Jack Nicholson counseled Michael Keaton on making flops during Batman

Keaton's advice to young actors is a little different from Nicholson's

Jack Nicholson counseled Michael Keaton on making flops during Batman
Michael Keaton, Jack Nicholson Photo: Kevin Winter; Kevork Djansezian

Much about the movie biz has changed, but one thing that remains true–no young actor would turn up their nose at some advice from a legend like Jack Nicholson.
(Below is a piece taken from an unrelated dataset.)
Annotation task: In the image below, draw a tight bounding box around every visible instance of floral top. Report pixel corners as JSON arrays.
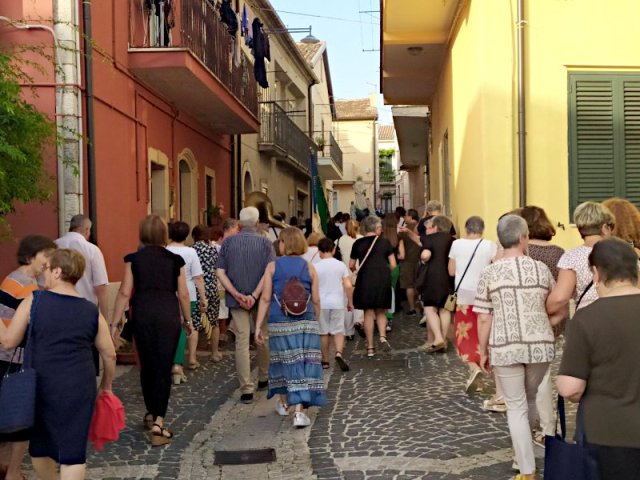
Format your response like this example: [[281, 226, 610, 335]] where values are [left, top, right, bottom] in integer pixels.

In lieu of that (at least, at this particular Drama Actor Emmy Roundtable for The Hollywood Reporter), Michael Keaton is here to pass on his wisdom, though it may not apply to the current cinema landscape.

Discussing the kinds of projects an actor is offered after they hit it big, Keaton recalled: “In the old days, I remember I was in London with Jack Nicholson, we were doing Batman, and he was going somewhere, and he said, ‘Come along with me,’ which is an experience in and of itself.”

“So, we’re in the car and he’s talking about the movie. And we all knew it was a huge risk, and if it goes down, [I’d be] going down in flames and that’s going to be a big, hard recovery. But I also knew if it worked, it could change my landscape,” he continued. “So Jack says, ‘Keats, if this thing’s a hit, you can go out and do four or five flops and not even worry about it.’”

But the times, they have a-changed: “[Maybe] it wasn’t four or five, but it used to be you got away with three and it didn’t matter. Not now, man. You’ve got one miss, which is fucked up.”

As someone who has now reached legendary status himself, Keaton is now qualified to give his own advice. And rather than bother with a risky flop, his advice is more tried and true: spend time with the people who matter. “One of the reasons I laid low was that I always wanted to be a dad. And then I got the opportunity to be a dad, so I thought, ‘Man, if I lose money, I’m good with it,’” he said.

He added, “I was having this conversation with Bill Hader the other day, he was going through something and I said, ‘Dude, trust me. Hang out with your kids as much as you can for as long as you can. You will never regret it. You’re going to lose some jobs. It’s OK. In the long run, that’s the thing [that matters].’” You heard it here first: rather than risk a flop, just go home to your kids. Your reputation at the box office will thank you!